La presencia de la moral patrimonialista cortesana en el interior del Estado mexicano es otro ejemplo de nuestra incompleta modernidad. Lo mismo en los estratos más bajos -la sociedad campesina y sus creencias religiosas y morales- que en la clase media y en la alta burocracia tropezamos con la mezcla desconcertante de rasgos modernos y arcaicos. La modernización de México, iniciada a fines del siglo XVIII por los virreyes de Carlos III, sigue siendo un proyecto realizado a medias y que afecta sólo a la superficie de las conciencias. La mayoría de nuestras actitudes profundas ante el amor, la muerte, la amistad, la cocina, la fiesta, no son modernas. Tampoco lo son nuestra moralidad pública, nuestra vida familiar; el culto a la Virgen, nuestra imagen del Presidente ... ¿Por qué? En otros escritos he tratado de responder a esta pregunta. Aquí sólo repetiré que desde la gran ruptura hispánica -la crisis del final del siglo XVIII y su consecuencia: la Independencia-los mexicanos hemos adoptado varios proyectos de modernización. Todos ellos no sólo se han revelado inservibles sino que nos han desfigurado. Máscaras de Robespierre y Bonaparte, Jefferson y Lincoln, Comte y Marx, Lenin y Mao: si la historia es teatro, la de nuestro país ha sido una mascarada interrumpida una y otra vez por el estallido del motín y la revuelta.

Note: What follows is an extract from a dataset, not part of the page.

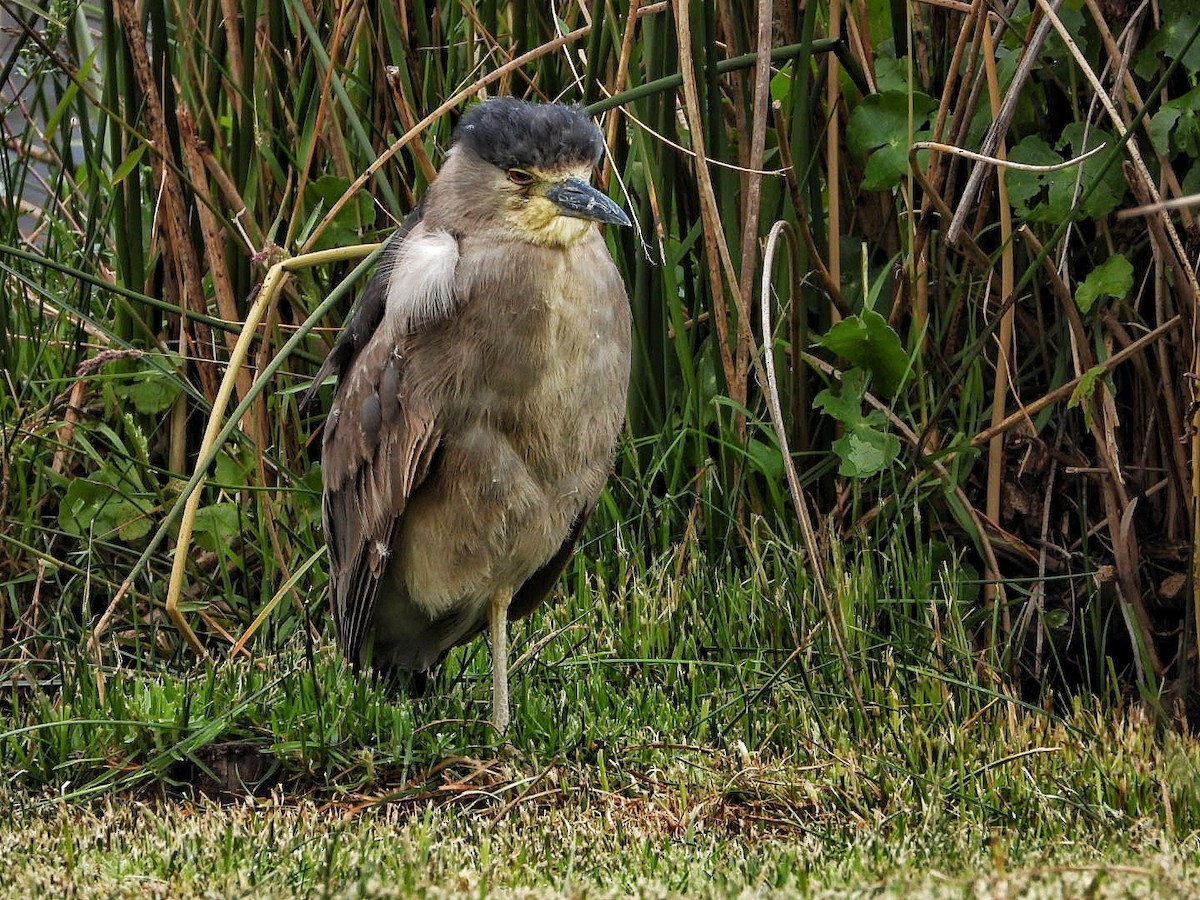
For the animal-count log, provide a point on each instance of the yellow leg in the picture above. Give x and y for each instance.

No predico el regreso a un pasado, imaginario como todos los pasados, ni pretendo volver al encierro de una tradición que nos ahogaba. Creo que, como los otros países de América Latina, México debe encontrar su propia modernidad. En cierto sentido debe inventarla. Pero inventarla a partir de las formas de vivir y morir; producir y gastan trabajar y gozar que ha creado nuestro pueblo. Es una tarea que exige aparte de circunstancias históricas y sociales favorables, un extraordinario realismo y una imaginación no menos extraordinaria. No necesito recordar que el renacimiento de la imaginación, lo mismo en el dominio del arte que en el de la política, siempre ha sido preparado y precedido por el análisis y la crítica. Creo que a nuestra generación y a la que sigue les ha tocado este quehacer. Pero antes de emprender la crítica de nuestras sociedades, de su historia y de su presente, los escritores hispanoamericanos debemos empezar por la crítica de nosotros mismos. Lo primero es curarnos de la intoxicación de las ideologías simplistas y simplificadoras.
México, D.E, a 28 de marzo de 1978.
1 "Technocrates en uniforme: L'État Symbiotique" Critique, agosto-septiembre, 1978.